The role of social meaning in the emergence of indexicality
2022-04-14, 15:30–16:00 (Europe/Vienna), Room 2

https://univienna.zoom.us/j/62201332493


Introduction We investigated the emergence of indexicality, whereby linguistic features acquire social or contextual associations. Any linguistic feature can acquire “constellations” of indexical meanings, with speaker-group associations referred to as first-order indices and higher-order indices being derived from associations with those speakers [1-2]. Much work has been conducted in this area, but little experimental work has focused on the emergence of indexicality [3-4]. We present miniature artificial-language experiments designed to break ground on this question. Results show ready formation of first-order indexicality, with higher-order indexicality emerging in extension to new speaker groups, modulated by the social importance of the indexed trait.

Method 300 participants learned a miniature alien language with ten nouns and two plural endings (-gok and -dem). Two alien species (Nulus and Gilis) wearing two different ceremonial outfits were presented as users of this language. The experiment consisted of four phases: Familiarization (to familiarize participants with the aliens and the outfits and ensure equal attendance to both); Training (to expose participants to the language); Memory test (to maintain attendance to both species and outfits); and Association test (in which participants paired plural words with aliens and vice versa).

Experiment 1 investigated to what extent participants acquired an equal association of plural variants with both species and outfits. In training, each outfit and each plural ending was paired 100% reliably with one alien species. In the Association test, we manipulated whether the outfit–alien correspondence was the same as in training or flipped, allowing us to determine if participants associated plural endings with aliens, outfits, or both. Results from mixed-effects logistic regression models revealed that participants strongly associated suffixes with the aliens who used them, regardless of outfit. However, the interaction effect suggested a slight tendency to make secondary associations with outfit, which we hypothesized might be generalizable to new aliens.

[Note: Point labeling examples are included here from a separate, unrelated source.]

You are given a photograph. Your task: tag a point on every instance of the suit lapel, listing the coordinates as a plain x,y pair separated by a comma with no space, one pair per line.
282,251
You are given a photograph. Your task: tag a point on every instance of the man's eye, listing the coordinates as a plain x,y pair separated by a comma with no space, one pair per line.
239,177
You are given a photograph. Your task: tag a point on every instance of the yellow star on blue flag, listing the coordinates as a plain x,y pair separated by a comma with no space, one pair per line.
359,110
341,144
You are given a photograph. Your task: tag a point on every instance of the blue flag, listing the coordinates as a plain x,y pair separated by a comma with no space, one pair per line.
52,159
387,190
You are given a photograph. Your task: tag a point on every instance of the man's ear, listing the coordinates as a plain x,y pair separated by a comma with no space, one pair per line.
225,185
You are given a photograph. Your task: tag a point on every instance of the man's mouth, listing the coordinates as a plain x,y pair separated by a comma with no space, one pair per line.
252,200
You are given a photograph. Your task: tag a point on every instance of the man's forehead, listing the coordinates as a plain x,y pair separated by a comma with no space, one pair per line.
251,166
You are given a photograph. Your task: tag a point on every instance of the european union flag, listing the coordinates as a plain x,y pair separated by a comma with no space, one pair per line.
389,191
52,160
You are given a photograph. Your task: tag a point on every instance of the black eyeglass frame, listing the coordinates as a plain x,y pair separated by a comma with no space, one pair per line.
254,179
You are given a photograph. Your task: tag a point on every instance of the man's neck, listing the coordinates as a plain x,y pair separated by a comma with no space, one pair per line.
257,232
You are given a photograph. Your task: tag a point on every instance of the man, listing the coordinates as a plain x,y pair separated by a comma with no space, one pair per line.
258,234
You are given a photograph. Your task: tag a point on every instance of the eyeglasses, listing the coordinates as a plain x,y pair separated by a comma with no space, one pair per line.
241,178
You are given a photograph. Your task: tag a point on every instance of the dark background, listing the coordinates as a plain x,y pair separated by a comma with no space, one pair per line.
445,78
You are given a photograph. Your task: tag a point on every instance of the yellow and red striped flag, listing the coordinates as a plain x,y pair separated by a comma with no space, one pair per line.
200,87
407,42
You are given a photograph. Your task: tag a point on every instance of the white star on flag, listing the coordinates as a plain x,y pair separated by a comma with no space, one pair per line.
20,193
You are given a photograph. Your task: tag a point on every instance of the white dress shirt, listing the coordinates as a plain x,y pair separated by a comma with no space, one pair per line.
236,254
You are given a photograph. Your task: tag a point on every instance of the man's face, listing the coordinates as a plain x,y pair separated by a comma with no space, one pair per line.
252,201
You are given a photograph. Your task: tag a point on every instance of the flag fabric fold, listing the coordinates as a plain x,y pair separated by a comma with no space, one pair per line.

Experiment 2 tested this hypothesis by introducing new alien species in the test phase. Participants again strongly associated suffixes with established aliens but now extended associations to new aliens via clothing. We hypothesized that associations would be strengthened by attaching practical social importance to the outfits.

Experiment 3 investigated this question. In the familiarization phase, we varied instructions to manipulate participants’ beliefs about outfits being socially important (social condition), aesthetically important (nonsocial condition), or neither (baseline). Compared to the baseline condition, the tendency for participants to associate different variants with different species became more pronounced in the nonsocial and social conditions. Participants also treated established aliens and new aliens differently, with greater variability for the latter.

Conclusion Participants acquired strong associations between linguistic variants and speaker groups, with only slight secondary association with contingent traits of those speakers. However, they generalized these secondary associations to new speakers, and this effect was modulated by the perceived practical importance of the trait in question. Taken together these results shed new experimental light on the emergence of sociolinguistic indexicality.


References

References: [1] Silverstein, M. (2003). Indexical order and the dialectics of sociolinguistic life. Language & communication, 23 (3-4), 193–229. [2] Eckert, P. (2008). Variation and the indexical field. Journal of Sociolinguistics, 12 (4), 453–476. [3] Sneller, B., & Roberts, G. (2018). Why some behaviors spread while others don’t: A laboratory simulation of dialect contact. Cognition, 170, 298–311. [4] Pharao, N., Maegaard, M., Møller, J. S., & Kristiansen, T. (2014). Indexical meanings of [s+] among Copenhagen youth: Social perception of a phonetic variant in different prosodic contexts. Language in Society, 1–31.

Aini Li is a graduate student in Linguistics at the University of Pennsylvania. Her research interests are mainly concerned with sociolinguistics and psycholinguistics, with a particular interest in the production and perception of language variation.